Israeli media reported on 23 December that the Finance Committee of the Knesset passed a supplemental defense budget totaling nearly nine billion shekels ($2.9 billion), allegedly in preparation for military action against Iran.

The report by Israel Hayom goes on to say that the decision to introduce this supplemental budget to parliament was “only made several weeks ago.” It also highlights that the items included in this budget are classified.

This latest move by Tel Aviv comes amid their growing frustration over the ongoing sanctions-removal talks in Vienna between Iran and the P4+1 group of countries (China, Russia, France, and the UK plus Germany).

The talks also seek to revive the Joint Comprehensive Plan of Action (JCPOA), a 2015 deal between Washington and Tehran that limited the latter’s nuclear energy program in exchange for significant sanctions relief.

In 2018, the US unilaterally withdrew from the deal and imposed a so-called ‘maximum pressure’ sanctions campaign against the Islamic Republic.

In response, Tehran has continued to enrich uranium past the JCPOA parameters, setting off alarm bells in Tel Aviv.

On 23 December, Israeli Foreign Minister Yair Lapid told the New York Times that Israel would prefer western powers to withdraw from the Vienna talks rather than pursue a “bad deal.”

Lapid also called on Israel’s allies to develop a “credible military threat” to deter Tehran from building a nuclear weapon.

“If the Iranians think the world does not seriously intend to stop them, they will race towards the bomb,” Lapid told The Telegraph on 24 December. “We must make it clear that the world will not allow this to happen.

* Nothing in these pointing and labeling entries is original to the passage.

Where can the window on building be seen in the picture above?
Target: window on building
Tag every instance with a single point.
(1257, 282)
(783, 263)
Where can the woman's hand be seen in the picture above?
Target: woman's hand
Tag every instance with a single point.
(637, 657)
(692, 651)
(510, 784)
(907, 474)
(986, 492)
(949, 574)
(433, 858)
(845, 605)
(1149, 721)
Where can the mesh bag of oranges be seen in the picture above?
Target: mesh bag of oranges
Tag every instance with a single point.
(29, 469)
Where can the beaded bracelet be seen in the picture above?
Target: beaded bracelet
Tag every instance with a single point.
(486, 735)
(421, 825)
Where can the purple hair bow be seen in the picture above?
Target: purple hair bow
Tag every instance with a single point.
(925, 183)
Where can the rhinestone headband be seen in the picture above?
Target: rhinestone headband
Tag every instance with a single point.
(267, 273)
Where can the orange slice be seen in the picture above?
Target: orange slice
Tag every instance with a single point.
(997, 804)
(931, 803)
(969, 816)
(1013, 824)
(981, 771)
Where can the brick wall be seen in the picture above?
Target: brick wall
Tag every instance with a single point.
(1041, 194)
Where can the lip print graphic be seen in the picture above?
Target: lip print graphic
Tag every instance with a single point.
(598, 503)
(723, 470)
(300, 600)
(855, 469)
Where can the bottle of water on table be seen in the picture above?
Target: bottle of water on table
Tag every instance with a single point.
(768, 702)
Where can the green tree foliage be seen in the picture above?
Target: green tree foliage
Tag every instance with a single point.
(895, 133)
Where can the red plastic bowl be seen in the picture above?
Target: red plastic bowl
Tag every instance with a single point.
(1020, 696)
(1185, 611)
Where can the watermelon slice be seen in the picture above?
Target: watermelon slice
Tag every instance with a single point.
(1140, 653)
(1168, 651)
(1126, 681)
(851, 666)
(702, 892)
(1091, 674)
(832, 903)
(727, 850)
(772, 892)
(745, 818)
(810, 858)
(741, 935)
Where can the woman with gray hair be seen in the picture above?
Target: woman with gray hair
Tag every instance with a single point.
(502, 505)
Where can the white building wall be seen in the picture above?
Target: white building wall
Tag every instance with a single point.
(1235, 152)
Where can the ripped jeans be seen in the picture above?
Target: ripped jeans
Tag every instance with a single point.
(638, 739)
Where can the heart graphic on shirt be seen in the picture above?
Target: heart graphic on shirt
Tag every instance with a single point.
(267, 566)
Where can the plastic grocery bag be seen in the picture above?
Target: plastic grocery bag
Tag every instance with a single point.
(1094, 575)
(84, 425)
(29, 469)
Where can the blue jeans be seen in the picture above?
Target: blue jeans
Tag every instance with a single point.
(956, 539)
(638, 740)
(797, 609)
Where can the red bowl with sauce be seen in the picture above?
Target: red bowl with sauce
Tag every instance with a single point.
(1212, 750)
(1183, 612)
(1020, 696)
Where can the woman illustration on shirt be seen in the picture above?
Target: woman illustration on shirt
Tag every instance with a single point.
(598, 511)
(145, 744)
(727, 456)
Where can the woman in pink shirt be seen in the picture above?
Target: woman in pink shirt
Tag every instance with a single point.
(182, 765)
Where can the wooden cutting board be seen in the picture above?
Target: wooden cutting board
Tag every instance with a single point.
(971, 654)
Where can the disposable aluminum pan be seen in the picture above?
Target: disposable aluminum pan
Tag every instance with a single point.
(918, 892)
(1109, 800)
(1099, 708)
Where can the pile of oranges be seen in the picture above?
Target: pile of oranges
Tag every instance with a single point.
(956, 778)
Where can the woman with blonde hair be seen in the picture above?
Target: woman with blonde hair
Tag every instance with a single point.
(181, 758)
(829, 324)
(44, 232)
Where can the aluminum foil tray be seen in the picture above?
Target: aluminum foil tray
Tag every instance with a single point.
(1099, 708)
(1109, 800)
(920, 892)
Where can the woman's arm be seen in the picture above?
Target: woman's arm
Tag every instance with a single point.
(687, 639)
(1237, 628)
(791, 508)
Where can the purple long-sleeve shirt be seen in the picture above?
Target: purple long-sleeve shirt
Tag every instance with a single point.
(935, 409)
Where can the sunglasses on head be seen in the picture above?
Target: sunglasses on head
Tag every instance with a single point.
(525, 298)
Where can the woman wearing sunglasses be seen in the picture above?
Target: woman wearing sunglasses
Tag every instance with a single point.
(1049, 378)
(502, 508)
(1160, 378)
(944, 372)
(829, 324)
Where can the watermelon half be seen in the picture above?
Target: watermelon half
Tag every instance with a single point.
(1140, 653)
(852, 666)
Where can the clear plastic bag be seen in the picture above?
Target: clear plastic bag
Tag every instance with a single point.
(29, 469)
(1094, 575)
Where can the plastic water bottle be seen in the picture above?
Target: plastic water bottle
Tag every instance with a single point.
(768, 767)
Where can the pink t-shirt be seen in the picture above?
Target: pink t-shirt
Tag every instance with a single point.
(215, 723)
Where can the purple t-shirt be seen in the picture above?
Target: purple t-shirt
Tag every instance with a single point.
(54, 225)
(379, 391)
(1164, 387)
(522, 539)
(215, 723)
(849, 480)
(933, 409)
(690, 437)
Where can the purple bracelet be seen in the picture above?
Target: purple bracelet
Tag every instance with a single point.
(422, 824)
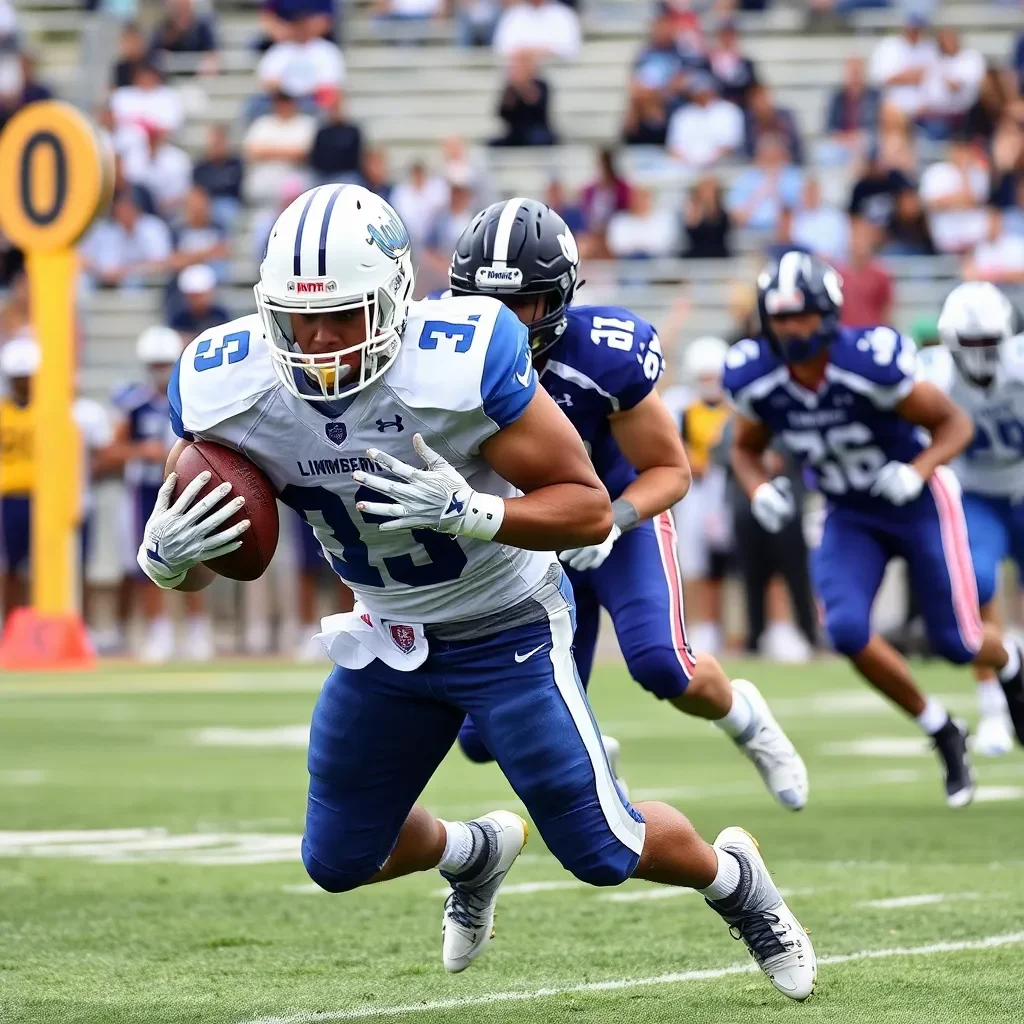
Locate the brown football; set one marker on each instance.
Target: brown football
(260, 541)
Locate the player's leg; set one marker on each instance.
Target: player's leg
(640, 585)
(536, 718)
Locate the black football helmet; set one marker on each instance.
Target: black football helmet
(519, 248)
(800, 283)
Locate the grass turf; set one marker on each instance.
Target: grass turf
(185, 921)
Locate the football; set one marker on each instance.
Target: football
(260, 541)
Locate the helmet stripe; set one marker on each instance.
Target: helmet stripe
(322, 264)
(297, 267)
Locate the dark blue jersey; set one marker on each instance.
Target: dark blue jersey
(849, 428)
(606, 360)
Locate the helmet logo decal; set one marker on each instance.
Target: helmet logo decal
(390, 236)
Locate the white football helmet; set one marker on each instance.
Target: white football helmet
(976, 318)
(336, 248)
(158, 346)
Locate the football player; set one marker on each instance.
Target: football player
(438, 478)
(845, 401)
(600, 365)
(980, 365)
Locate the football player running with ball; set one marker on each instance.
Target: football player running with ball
(438, 478)
(600, 365)
(845, 401)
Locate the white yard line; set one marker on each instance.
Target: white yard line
(619, 984)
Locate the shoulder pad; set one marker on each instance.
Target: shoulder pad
(222, 373)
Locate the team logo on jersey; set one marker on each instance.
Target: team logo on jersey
(336, 432)
(390, 236)
(403, 637)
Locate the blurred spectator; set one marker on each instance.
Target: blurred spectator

There needs to be a credible military threat on the table.”

Iran has long maintained that their nuclear energy program is being developed for peaceful purposes only, as in the mid 1990s a fatwa was issued by Ayatollah Ali Khamenei stating that nuclear weapons are forbidden.

Nonetheless, over recent months, Tehran has also been making preparations for a possible conflict initiated by the Israelis.

Just this week the Islamic Revolutionary Guard Corps (IRGC) carried out war games in the Persian Gulf that were reportedly intended as a warning to Tel Aviv.

“These exercises had a very clear message: a serious, real … warning to threats by the Zionist regime to beware their mistakes,” IRGC chief General Hossein Salami said on 24 December.

“We will cut off their hands if they make a wrong move … The distance between actual operations and military exercises is only a change in the angle of missile launches,” General Salami said.